Hodgkin Lymphoma

• Hodgkin Lymphoma (HL) is a rare type of hematologic malignancy that accounts for 6-7% of all pediatric cancers. 
• Peak incidence occurs in the adolescent and young adult years, making HL one of the most common malignancies occurring in the 15-19-year-old age group. 
• Risk factors for developing HL include prior infection with Epstein-Barr virus and immunocompromising conditions, including immunosuppression after organ transplantation or HIV infection.
• Over the past several decades, treatment of Hodgkin lymphoma has improved with current 5-year survival estimates of approximately 90%.
• Despite the triumphs made in increasing 5-year survival, treatment with radiation and conventional chemotherapy has come at a cost. 
• Late effects of these treatment modalities have resulted in higher rates of morbidity and mortality in long-term survivors compared to the general population, driving the need to develop safer treatment options with sustained disease control for pediatric patients with Hodgkin lymphoma.
• Upon initial presentation of a patient with suspected HL, a thorough history and physical examination should be performed, including specific, targeted questions inquiring about the presence of B symptoms.. 
• B symptoms include unexplained recurrent high fevers (> 38C) within the past month, drenching night sweats within the past month, and weight loss of > 10% of body weight within 6 months prior to diagnosis.
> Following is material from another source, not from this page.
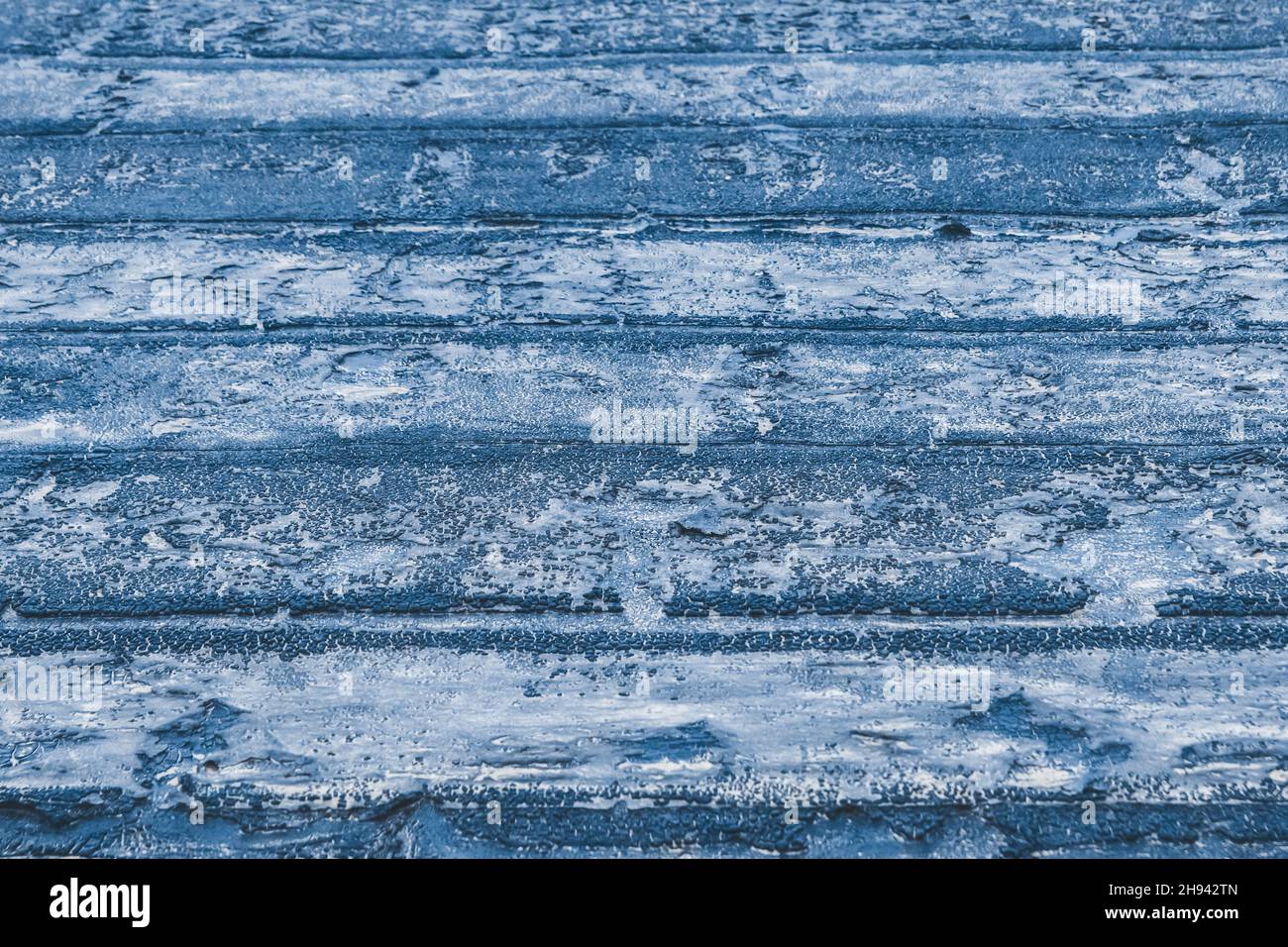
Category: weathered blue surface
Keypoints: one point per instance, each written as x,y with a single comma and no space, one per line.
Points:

• The initial workup should also include at a minimum, standard laboratory test, such as a complete blood count (CBC) with differential; comprehensive metabolic panel (CMP), erythrocyte sedimentation rate (ESR), and C-reactive protein (CRP). 
• Additionally, females of childbearing age should receive a pregnancy test before starting treatment with chemotherapy.
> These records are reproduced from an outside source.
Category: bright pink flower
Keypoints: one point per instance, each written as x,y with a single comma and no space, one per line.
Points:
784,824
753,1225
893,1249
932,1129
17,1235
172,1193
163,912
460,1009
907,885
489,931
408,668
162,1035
• To definitively determine a diagnosis of HL, a biopsy is needed. NCCN guidelines recommend an excisional or incisional lymph node biopsy be performed. A core needle biopsy may be adequate.
• It is recommended that specimens be stained to detect CD 30, CD 15, CD 20, and CD 3, although an expanded panel of markers (CD 45, CD 79a, ALK, MUM1. OCT2, BOB1) should be considered to aid in determining diagnosis in cases where a definitive diagnosis is not obtained.